Both Ozbilen and Aktas say that Israeli operatives might have intervened in this transportation process to place explosive devices inside the pagers.

According to Ozbilen, Israelis most likely placed a very small amount of RDX and C4 explosives inside these devices.

“Then, possibly, the tasked unit set up a detonating mechanism inside these devices that could explode when triggered by a central system,” he adds.

In some sense, the mode of attack on the pagers is similar to the 1996 explosion of a booby-trapped mobile phone used by Yahya Ayyash, Hamas’s then-chief bombmaker and the leader of the Qassam Brigades’s West Bank branch, according to Ozbilen. Ayyash was killed in Gaza.


AP Archive
A Palestinian boy holds up posters of Yahya Ayyash at a memorial rally for the Hamas master bomb-maker January 9. Ayyash, also known as The Engineer and who had been hiding from Israeli forces, was killed when a booby-trapped cellular phone exploded in his Gaza hideout.


Since losing some leading members due to mobile phone tracking and explosions, both Hamas and Hezbollah stopped using smartphones and turned to older technologies like pagers, which do not allow pinpointing their exact location, says Ozbilen.

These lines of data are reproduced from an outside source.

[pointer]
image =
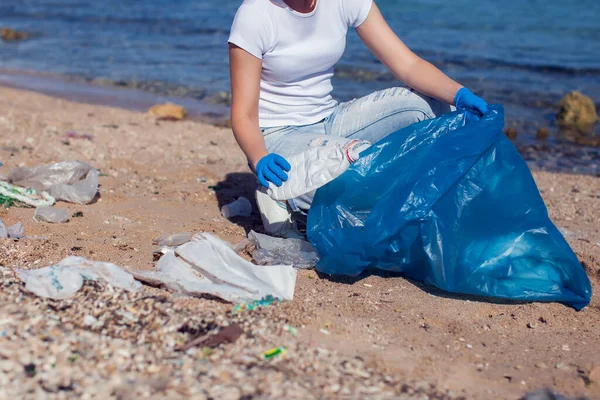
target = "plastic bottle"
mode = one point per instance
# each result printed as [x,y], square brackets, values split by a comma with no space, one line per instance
[322,162]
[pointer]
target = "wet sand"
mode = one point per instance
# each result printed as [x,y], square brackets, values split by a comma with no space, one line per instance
[156,178]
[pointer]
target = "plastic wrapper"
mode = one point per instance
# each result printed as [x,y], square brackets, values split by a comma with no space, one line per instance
[173,239]
[208,266]
[271,251]
[216,260]
[13,232]
[51,215]
[71,181]
[453,205]
[64,279]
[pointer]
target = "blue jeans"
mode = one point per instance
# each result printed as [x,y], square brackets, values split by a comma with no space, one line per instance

“But they were still hunted by Israel,” he adds.

Ozbilen does not also rule out the possibility of placing not only a software-activated bomb device with a battery inside the pagers, but also a virtual private server (VPS) and pinpoint location finder.

Aktas also says that “no one really knows what was inside these devices”.

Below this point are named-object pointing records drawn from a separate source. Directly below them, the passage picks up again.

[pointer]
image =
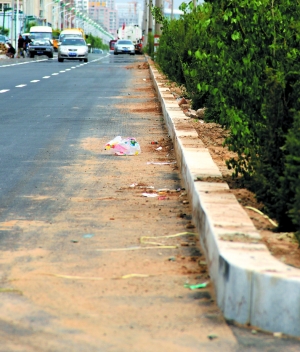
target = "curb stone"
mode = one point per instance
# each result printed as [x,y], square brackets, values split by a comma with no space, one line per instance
[252,287]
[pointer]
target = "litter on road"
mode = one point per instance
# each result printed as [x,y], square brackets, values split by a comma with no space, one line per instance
[194,287]
[123,146]
[163,163]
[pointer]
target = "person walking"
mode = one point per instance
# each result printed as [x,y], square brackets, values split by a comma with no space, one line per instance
[26,42]
[10,51]
[21,42]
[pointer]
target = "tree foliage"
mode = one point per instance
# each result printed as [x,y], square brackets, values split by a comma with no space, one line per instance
[240,59]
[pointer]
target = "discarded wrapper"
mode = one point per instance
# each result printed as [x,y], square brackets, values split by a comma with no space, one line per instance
[194,287]
[123,146]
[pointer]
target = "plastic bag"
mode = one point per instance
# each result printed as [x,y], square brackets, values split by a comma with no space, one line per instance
[123,146]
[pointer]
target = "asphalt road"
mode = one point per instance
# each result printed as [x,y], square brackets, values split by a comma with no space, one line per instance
[46,109]
[45,105]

“There could even be cameras inside”, and Israeli operatives might have used these to track Hezbollah fighters.

Such remote attacks usually involve what is known as the ‘kill switch’ – a pre-installed mechanism that allows switching off or remote detonation of multiple devices.


TRT World

Hezbollah had brought in the pagers just months ago. A relatively outdated technology, the pager device is more secure than cellular phones, which can be easily tracked.

Exploding battery theory

Another possible explanation for the beeper attack is a battery explosion theory, according to both Ozbilen and Aktas.

“Israelis might have heated up the batteries of the pagers using a software to trigger the explosions,” Aktas tells TRT World.

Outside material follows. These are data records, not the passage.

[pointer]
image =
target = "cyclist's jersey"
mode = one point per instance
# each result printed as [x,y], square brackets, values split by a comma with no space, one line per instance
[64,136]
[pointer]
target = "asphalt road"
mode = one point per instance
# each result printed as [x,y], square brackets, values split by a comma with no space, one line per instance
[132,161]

“But the batteries of the pagers are too small, which can not really lead to the size of explosions we have seen in different video records,” he adds.

According to a Hezbollah official, some Lebanese users said that their pagers heated up and as a result, they disposed of the devices prior to their explosions.

Both Aktas and Ozbilen are unsure about the feasibility of such a scenario.

“...When I checked the videos of the explosions…I came to the conclusion that the size of these batteries can not produce such big bursts,” says Aktas.

They, however, agree that the attacks are unprecedented in scale, intended to “corner people in a psychological deadlock”, according to Ozliben.

“This is an attack that intimidates not only the people it [Israel] fights on the ground but also its critics and activists who oppose Israel's actions in the international arena.”

Aktas also sees a similar message.

“If Israel can do this to the pagers, people around the world might start wondering what Israel can do to their trains, planes, phones and cars,” he adds.




Murat Sofuoglu is a staff writer at TRT World.